Retransmission is not broken and certainly doesn’t need fixing, broadcast lobby chief Gordon Smith said Saturday evening on C-SPAN’s talk series, “The Communicators.” Smith, president and CEO of the National Association of Broadcasters, managed to work in a defense of retrans in answer to whether or not free TV had been “broken by the Internet.”
“No, because of retransmission consent, just as cable and satellite ask for payment of their produced content, we ask for the same consideration when they take our content and put it through their pipes or bounce it off their satellites, we feel like we’re owed something,” Smith said. “I think it’s important to remember that of all the programming Americans watch, in a majority it is broadcast content. People like to watch things live, they like the Super Bowl, they like baseball, like ‘24,’ ‘The Office,’ ‘The Mentalist.’ All these things are very expensive to produce.”
Retrans is TVs hot potato in Washington right now. Federal regulators are considering a rewrite of the rules governing how pay TV providers gain carriage access to over-the-air broadcast signals. Natch, folks are taking sides. Republican commissioner Robert McDowell and House Commerce Committee Chairman Fred Upton (R-Mich.) both have objected to further retransmission regulation.
Smith, a former Republican senator from Oregon, agreed.
“While there is a rare interruption, the truth of the matter is, 99 percent of these negotiations are carried out without interruption on a market basis,” he said.
Ironically, one such disruption had commenced just hours before, when the retrans contract between LIN TV and Dish Network expired. LIN said
it pulled 27 local TV station signals from Dish systems at midnight on Friday. However, another retrans negotiation was settled last week before any contention was publicized. Sinclair Broadcast Group quietly cut a carriage deal
with Comcast for 36 TV stations in 22 markets.
Smith deftly fielded a query about whether or not it was helpful to the NAB that Republicans had reclaimed the House.
“Our issues are not Republican and Democratic . . . they’re about the American people--news, weather, sports and emergency information they want to watch,” he said. “I find friends on both sides of the aisle. The fact of a divided government gives you a lot more procedural hurdles to utilize if you need to . . . when I served, I think I was viewed as a constructive conservative. I count many, many friends on the Democratic side of the aisle.”

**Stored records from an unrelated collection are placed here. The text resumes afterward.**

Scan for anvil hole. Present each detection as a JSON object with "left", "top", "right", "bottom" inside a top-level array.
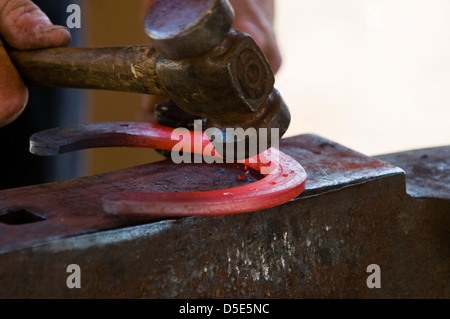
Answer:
[{"left": 0, "top": 209, "right": 46, "bottom": 225}]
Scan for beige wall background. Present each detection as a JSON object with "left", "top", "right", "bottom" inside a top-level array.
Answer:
[
  {"left": 83, "top": 0, "right": 165, "bottom": 176},
  {"left": 83, "top": 0, "right": 450, "bottom": 176},
  {"left": 276, "top": 0, "right": 450, "bottom": 155}
]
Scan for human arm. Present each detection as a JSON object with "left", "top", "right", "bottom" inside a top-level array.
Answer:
[{"left": 0, "top": 0, "right": 70, "bottom": 126}]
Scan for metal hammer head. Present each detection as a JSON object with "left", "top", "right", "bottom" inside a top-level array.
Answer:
[{"left": 145, "top": 0, "right": 290, "bottom": 160}]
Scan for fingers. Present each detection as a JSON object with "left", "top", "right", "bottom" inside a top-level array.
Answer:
[
  {"left": 0, "top": 39, "right": 27, "bottom": 126},
  {"left": 0, "top": 0, "right": 71, "bottom": 49},
  {"left": 229, "top": 0, "right": 281, "bottom": 73},
  {"left": 0, "top": 0, "right": 71, "bottom": 126}
]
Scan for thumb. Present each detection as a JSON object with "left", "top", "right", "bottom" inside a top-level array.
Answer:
[
  {"left": 0, "top": 0, "right": 71, "bottom": 126},
  {"left": 0, "top": 38, "right": 27, "bottom": 126},
  {"left": 0, "top": 0, "right": 71, "bottom": 49}
]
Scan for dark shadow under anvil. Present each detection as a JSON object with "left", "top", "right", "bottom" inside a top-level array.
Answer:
[{"left": 0, "top": 134, "right": 448, "bottom": 298}]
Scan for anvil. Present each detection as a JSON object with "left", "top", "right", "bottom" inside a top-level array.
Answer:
[{"left": 0, "top": 134, "right": 448, "bottom": 298}]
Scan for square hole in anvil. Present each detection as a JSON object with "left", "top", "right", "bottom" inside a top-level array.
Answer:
[{"left": 0, "top": 209, "right": 47, "bottom": 225}]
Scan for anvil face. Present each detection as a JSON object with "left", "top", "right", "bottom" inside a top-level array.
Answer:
[{"left": 0, "top": 134, "right": 449, "bottom": 298}]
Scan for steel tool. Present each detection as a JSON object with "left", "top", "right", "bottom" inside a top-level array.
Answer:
[
  {"left": 28, "top": 122, "right": 307, "bottom": 216},
  {"left": 8, "top": 0, "right": 290, "bottom": 159}
]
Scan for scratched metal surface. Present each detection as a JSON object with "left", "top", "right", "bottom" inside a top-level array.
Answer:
[
  {"left": 376, "top": 145, "right": 450, "bottom": 200},
  {"left": 1, "top": 173, "right": 411, "bottom": 298},
  {"left": 0, "top": 134, "right": 448, "bottom": 298},
  {"left": 0, "top": 161, "right": 261, "bottom": 253},
  {"left": 0, "top": 134, "right": 401, "bottom": 253},
  {"left": 281, "top": 134, "right": 403, "bottom": 197}
]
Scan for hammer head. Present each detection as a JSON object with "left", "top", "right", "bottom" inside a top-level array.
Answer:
[{"left": 145, "top": 0, "right": 290, "bottom": 160}]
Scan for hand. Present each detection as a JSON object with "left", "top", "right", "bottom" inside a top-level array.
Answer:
[
  {"left": 0, "top": 0, "right": 71, "bottom": 127},
  {"left": 228, "top": 0, "right": 281, "bottom": 74},
  {"left": 139, "top": 0, "right": 282, "bottom": 123}
]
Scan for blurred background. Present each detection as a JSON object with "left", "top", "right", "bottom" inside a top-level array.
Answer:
[
  {"left": 80, "top": 0, "right": 450, "bottom": 176},
  {"left": 276, "top": 0, "right": 450, "bottom": 155}
]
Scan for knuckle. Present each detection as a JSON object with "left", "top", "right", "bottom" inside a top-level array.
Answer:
[
  {"left": 0, "top": 0, "right": 52, "bottom": 48},
  {"left": 1, "top": 0, "right": 42, "bottom": 24}
]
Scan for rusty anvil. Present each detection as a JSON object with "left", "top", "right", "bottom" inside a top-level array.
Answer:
[
  {"left": 8, "top": 0, "right": 290, "bottom": 160},
  {"left": 0, "top": 134, "right": 448, "bottom": 298},
  {"left": 1, "top": 0, "right": 448, "bottom": 299}
]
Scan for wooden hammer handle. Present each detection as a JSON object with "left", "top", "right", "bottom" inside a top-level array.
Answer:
[{"left": 8, "top": 45, "right": 167, "bottom": 96}]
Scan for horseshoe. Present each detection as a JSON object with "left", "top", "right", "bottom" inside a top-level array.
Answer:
[{"left": 29, "top": 122, "right": 307, "bottom": 216}]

The imposition of network neutrality rules by the Federal Communications Commission gave Smith concerns about over-regulation in general, he said.
“My hope is that the FCC will act in accordance with what they’ve said publicly, and that they don’t have the statutory authority to impose bringing arbitration or some new system that puts the government’s thumb on negotiation and tries to force a particular outcome,” he said.

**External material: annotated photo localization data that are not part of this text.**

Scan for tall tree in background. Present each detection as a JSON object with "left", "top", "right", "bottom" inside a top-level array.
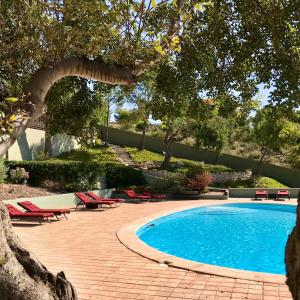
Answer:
[
  {"left": 46, "top": 78, "right": 108, "bottom": 146},
  {"left": 251, "top": 107, "right": 300, "bottom": 175}
]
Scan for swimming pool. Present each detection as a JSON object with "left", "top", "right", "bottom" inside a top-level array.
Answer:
[{"left": 137, "top": 203, "right": 296, "bottom": 275}]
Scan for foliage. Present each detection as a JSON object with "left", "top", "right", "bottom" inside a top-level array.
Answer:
[
  {"left": 187, "top": 172, "right": 213, "bottom": 193},
  {"left": 221, "top": 176, "right": 288, "bottom": 188},
  {"left": 54, "top": 147, "right": 117, "bottom": 163},
  {"left": 256, "top": 177, "right": 287, "bottom": 188},
  {"left": 46, "top": 77, "right": 109, "bottom": 145},
  {"left": 193, "top": 115, "right": 232, "bottom": 158},
  {"left": 287, "top": 145, "right": 300, "bottom": 169},
  {"left": 105, "top": 164, "right": 145, "bottom": 189},
  {"left": 0, "top": 96, "right": 30, "bottom": 136},
  {"left": 146, "top": 170, "right": 187, "bottom": 194},
  {"left": 126, "top": 147, "right": 163, "bottom": 163},
  {"left": 114, "top": 108, "right": 142, "bottom": 130},
  {"left": 0, "top": 159, "right": 7, "bottom": 183},
  {"left": 126, "top": 146, "right": 233, "bottom": 173},
  {"left": 5, "top": 145, "right": 144, "bottom": 191},
  {"left": 5, "top": 160, "right": 105, "bottom": 190},
  {"left": 251, "top": 107, "right": 300, "bottom": 173},
  {"left": 9, "top": 167, "right": 29, "bottom": 184}
]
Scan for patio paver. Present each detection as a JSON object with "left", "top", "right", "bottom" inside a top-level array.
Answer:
[{"left": 14, "top": 200, "right": 294, "bottom": 300}]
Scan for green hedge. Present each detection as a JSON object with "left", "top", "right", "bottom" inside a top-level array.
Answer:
[
  {"left": 105, "top": 164, "right": 146, "bottom": 188},
  {"left": 5, "top": 160, "right": 145, "bottom": 191}
]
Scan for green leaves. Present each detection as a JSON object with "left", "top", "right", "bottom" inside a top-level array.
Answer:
[{"left": 5, "top": 97, "right": 18, "bottom": 103}]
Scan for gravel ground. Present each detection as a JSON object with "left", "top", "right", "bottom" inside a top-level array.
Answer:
[{"left": 0, "top": 184, "right": 58, "bottom": 200}]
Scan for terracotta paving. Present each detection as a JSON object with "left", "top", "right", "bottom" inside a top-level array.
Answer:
[{"left": 14, "top": 200, "right": 294, "bottom": 300}]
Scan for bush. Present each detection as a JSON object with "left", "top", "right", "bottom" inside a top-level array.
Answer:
[
  {"left": 5, "top": 160, "right": 106, "bottom": 191},
  {"left": 0, "top": 159, "right": 7, "bottom": 184},
  {"left": 9, "top": 167, "right": 29, "bottom": 184},
  {"left": 105, "top": 163, "right": 146, "bottom": 188},
  {"left": 187, "top": 172, "right": 213, "bottom": 193},
  {"left": 5, "top": 160, "right": 146, "bottom": 191}
]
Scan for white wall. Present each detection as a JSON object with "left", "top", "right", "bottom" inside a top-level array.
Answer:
[{"left": 7, "top": 128, "right": 79, "bottom": 161}]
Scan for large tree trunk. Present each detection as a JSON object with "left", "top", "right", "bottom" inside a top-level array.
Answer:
[
  {"left": 286, "top": 191, "right": 300, "bottom": 300},
  {"left": 0, "top": 57, "right": 136, "bottom": 156},
  {"left": 0, "top": 201, "right": 77, "bottom": 300},
  {"left": 138, "top": 121, "right": 147, "bottom": 151},
  {"left": 45, "top": 129, "right": 52, "bottom": 157}
]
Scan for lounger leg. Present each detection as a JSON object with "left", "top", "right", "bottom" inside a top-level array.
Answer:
[{"left": 64, "top": 213, "right": 68, "bottom": 220}]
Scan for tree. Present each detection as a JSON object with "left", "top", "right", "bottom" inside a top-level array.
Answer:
[
  {"left": 114, "top": 108, "right": 142, "bottom": 130},
  {"left": 194, "top": 115, "right": 231, "bottom": 163},
  {"left": 118, "top": 77, "right": 156, "bottom": 150},
  {"left": 152, "top": 63, "right": 193, "bottom": 168},
  {"left": 46, "top": 77, "right": 108, "bottom": 146},
  {"left": 1, "top": 0, "right": 300, "bottom": 298},
  {"left": 0, "top": 0, "right": 186, "bottom": 156},
  {"left": 251, "top": 107, "right": 300, "bottom": 175}
]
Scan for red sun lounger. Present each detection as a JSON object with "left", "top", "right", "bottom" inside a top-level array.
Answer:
[
  {"left": 255, "top": 190, "right": 268, "bottom": 200},
  {"left": 18, "top": 201, "right": 70, "bottom": 219},
  {"left": 85, "top": 191, "right": 125, "bottom": 205},
  {"left": 5, "top": 204, "right": 54, "bottom": 224},
  {"left": 276, "top": 190, "right": 290, "bottom": 200},
  {"left": 122, "top": 189, "right": 152, "bottom": 201},
  {"left": 143, "top": 191, "right": 167, "bottom": 199},
  {"left": 75, "top": 192, "right": 117, "bottom": 209}
]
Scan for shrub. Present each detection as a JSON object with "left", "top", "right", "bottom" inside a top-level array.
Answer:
[
  {"left": 105, "top": 163, "right": 146, "bottom": 188},
  {"left": 5, "top": 160, "right": 146, "bottom": 191},
  {"left": 187, "top": 172, "right": 213, "bottom": 193},
  {"left": 148, "top": 171, "right": 187, "bottom": 193},
  {"left": 0, "top": 159, "right": 7, "bottom": 184},
  {"left": 5, "top": 160, "right": 106, "bottom": 191},
  {"left": 9, "top": 167, "right": 29, "bottom": 184}
]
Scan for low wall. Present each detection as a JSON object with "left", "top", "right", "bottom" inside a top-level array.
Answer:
[
  {"left": 6, "top": 128, "right": 79, "bottom": 161},
  {"left": 105, "top": 127, "right": 300, "bottom": 188},
  {"left": 229, "top": 188, "right": 300, "bottom": 199},
  {"left": 3, "top": 189, "right": 114, "bottom": 209}
]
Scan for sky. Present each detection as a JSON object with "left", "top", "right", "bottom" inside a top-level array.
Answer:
[{"left": 110, "top": 84, "right": 274, "bottom": 122}]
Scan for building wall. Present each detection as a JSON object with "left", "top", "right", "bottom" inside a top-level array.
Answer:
[
  {"left": 105, "top": 127, "right": 300, "bottom": 188},
  {"left": 7, "top": 128, "right": 79, "bottom": 161}
]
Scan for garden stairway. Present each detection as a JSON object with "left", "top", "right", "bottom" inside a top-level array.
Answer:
[{"left": 110, "top": 145, "right": 140, "bottom": 168}]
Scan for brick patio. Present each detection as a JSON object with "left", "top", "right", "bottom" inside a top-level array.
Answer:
[{"left": 14, "top": 200, "right": 293, "bottom": 300}]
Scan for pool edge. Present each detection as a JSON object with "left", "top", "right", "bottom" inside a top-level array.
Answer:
[{"left": 116, "top": 200, "right": 290, "bottom": 284}]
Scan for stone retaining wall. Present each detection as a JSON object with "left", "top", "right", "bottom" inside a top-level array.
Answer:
[{"left": 211, "top": 170, "right": 252, "bottom": 184}]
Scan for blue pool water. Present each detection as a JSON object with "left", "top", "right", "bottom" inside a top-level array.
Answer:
[{"left": 137, "top": 203, "right": 296, "bottom": 274}]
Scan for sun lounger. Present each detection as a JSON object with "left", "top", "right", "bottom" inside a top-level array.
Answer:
[
  {"left": 75, "top": 192, "right": 117, "bottom": 209},
  {"left": 255, "top": 190, "right": 268, "bottom": 200},
  {"left": 143, "top": 191, "right": 167, "bottom": 199},
  {"left": 85, "top": 191, "right": 125, "bottom": 205},
  {"left": 276, "top": 190, "right": 290, "bottom": 200},
  {"left": 5, "top": 204, "right": 54, "bottom": 224},
  {"left": 122, "top": 189, "right": 152, "bottom": 201},
  {"left": 18, "top": 201, "right": 70, "bottom": 219}
]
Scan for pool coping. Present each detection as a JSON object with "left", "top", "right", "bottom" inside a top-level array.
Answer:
[{"left": 117, "top": 200, "right": 293, "bottom": 284}]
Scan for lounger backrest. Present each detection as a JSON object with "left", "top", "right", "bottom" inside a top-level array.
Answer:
[
  {"left": 123, "top": 190, "right": 136, "bottom": 197},
  {"left": 5, "top": 204, "right": 23, "bottom": 215},
  {"left": 18, "top": 201, "right": 40, "bottom": 212},
  {"left": 86, "top": 192, "right": 102, "bottom": 200},
  {"left": 75, "top": 192, "right": 92, "bottom": 203}
]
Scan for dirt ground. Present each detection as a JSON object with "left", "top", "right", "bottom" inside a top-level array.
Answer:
[{"left": 0, "top": 184, "right": 57, "bottom": 200}]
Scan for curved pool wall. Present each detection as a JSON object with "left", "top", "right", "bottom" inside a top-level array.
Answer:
[
  {"left": 137, "top": 203, "right": 296, "bottom": 275},
  {"left": 3, "top": 189, "right": 114, "bottom": 209}
]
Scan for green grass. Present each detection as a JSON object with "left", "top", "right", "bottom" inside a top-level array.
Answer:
[
  {"left": 222, "top": 176, "right": 288, "bottom": 188},
  {"left": 256, "top": 177, "right": 287, "bottom": 188},
  {"left": 126, "top": 147, "right": 233, "bottom": 174},
  {"left": 52, "top": 147, "right": 118, "bottom": 163},
  {"left": 126, "top": 147, "right": 163, "bottom": 163}
]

With regard to spectrum, Smith noted that broadcasters relinquished nearly a third of their spectrum in the DTV transition.
“The ink’s hardly dry on the bill, and already the demand is ‘we need more,’” he said.

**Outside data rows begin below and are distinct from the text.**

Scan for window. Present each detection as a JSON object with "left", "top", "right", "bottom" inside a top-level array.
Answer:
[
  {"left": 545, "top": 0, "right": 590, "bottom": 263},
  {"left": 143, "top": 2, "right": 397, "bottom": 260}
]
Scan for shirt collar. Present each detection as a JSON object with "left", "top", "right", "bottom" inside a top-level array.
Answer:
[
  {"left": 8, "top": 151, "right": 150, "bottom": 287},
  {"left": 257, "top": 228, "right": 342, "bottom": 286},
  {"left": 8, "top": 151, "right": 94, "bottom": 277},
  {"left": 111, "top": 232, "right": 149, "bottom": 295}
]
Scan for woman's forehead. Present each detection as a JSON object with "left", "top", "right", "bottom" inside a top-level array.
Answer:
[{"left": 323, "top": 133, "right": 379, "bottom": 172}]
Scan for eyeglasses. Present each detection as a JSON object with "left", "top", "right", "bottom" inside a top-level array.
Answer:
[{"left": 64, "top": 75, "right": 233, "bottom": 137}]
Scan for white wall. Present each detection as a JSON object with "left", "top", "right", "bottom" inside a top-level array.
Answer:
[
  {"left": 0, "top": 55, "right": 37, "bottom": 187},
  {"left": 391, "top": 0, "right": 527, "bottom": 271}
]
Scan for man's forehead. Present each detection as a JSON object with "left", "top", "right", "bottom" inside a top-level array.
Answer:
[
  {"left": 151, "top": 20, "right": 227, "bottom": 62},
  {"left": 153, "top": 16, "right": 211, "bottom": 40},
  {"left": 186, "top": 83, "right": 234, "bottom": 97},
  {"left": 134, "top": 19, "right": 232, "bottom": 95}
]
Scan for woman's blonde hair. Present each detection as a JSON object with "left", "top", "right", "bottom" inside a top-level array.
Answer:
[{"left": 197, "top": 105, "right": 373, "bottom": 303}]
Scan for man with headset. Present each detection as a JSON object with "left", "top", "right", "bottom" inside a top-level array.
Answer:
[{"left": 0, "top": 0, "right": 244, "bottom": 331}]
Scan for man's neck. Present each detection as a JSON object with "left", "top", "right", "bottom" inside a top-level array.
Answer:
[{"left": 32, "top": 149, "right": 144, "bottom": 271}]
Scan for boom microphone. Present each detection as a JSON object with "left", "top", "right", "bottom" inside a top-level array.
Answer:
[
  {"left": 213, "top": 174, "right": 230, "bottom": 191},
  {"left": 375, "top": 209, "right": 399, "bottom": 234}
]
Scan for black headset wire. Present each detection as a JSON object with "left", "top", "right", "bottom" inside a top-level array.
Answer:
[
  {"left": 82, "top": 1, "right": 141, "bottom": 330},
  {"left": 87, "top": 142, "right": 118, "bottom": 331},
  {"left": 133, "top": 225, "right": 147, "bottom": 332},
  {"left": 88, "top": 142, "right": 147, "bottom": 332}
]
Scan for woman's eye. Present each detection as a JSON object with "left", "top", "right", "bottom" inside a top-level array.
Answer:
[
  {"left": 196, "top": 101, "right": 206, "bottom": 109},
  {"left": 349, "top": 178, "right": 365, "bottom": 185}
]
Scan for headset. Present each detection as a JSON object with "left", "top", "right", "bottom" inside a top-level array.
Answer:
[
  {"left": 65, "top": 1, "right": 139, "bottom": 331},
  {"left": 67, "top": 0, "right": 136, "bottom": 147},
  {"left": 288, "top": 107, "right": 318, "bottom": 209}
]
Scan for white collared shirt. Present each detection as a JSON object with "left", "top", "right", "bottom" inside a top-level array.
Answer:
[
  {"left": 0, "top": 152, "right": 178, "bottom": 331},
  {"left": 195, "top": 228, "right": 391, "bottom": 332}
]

The Obama Administration is now seeking to repurpose 40 percent of the remaining TV spectrum for wireless broadband. It has proposed to do so before conducting a full survey of what is available and what’s in use. And while broadcasters have repeatedly been charged with “spectrum squatting,” Smith noted recent disclosures by Time Warner and Clearwire having “tremendous amounts” of unpurposed spectrum.
“You can call it hoarding if you want,” Smith said.
The FCC needs Congressional authority to hold its proposed incentive auctions, by which broadcasters who voluntarily relinquish spectrum would be paid a cut of the proceeds. But it does not need such authority to repack the broadcast spectrum, requiring TV stations to move to new channel assignments.
“Our hope is to keep ‘voluntary,’ voluntary, so that if you don’t volunteer to go out of business, that you’re not placed in an inferior band,” he said. “That you don’t lose multicasting, which is your foreign-language stations, religious stations, minority stations. We don’t want to lose the future of mobile television.”
Smith said mobile and multicasting represented “tremendous innovations” broadcasters have already sunk millions into. Repacking, “really just forced relocation,” he said, could put broadcasters into bandwidth with poorer coverage characteristics. Smith called upon TV manufacturers to improve reception capabilities.
Without ball-parking a overall percentage of how many broadcasters would bite on incentive auctions, Smith said cash-strapped operations would be tempted.
“I don’t know where they came up with needing another 120 MHz,” Smith said. “I don’t know why that number comes out of broadcasting, so somewhere between there and zero, there’ll be some broadcasters who are under water economically who’ll gladly agree to go out of business for a market fee.”
Smith also noted that in a “pay-go” environment, spectrum auction proceeds “were every legislators pay-for for everything. So when you put billions on the table, there’s a lot of claimants. So where will broadcasters fare? So I’ve said to those in broadcasting who may want to volunteer to make sure the check clears before you let go of your spectrum.”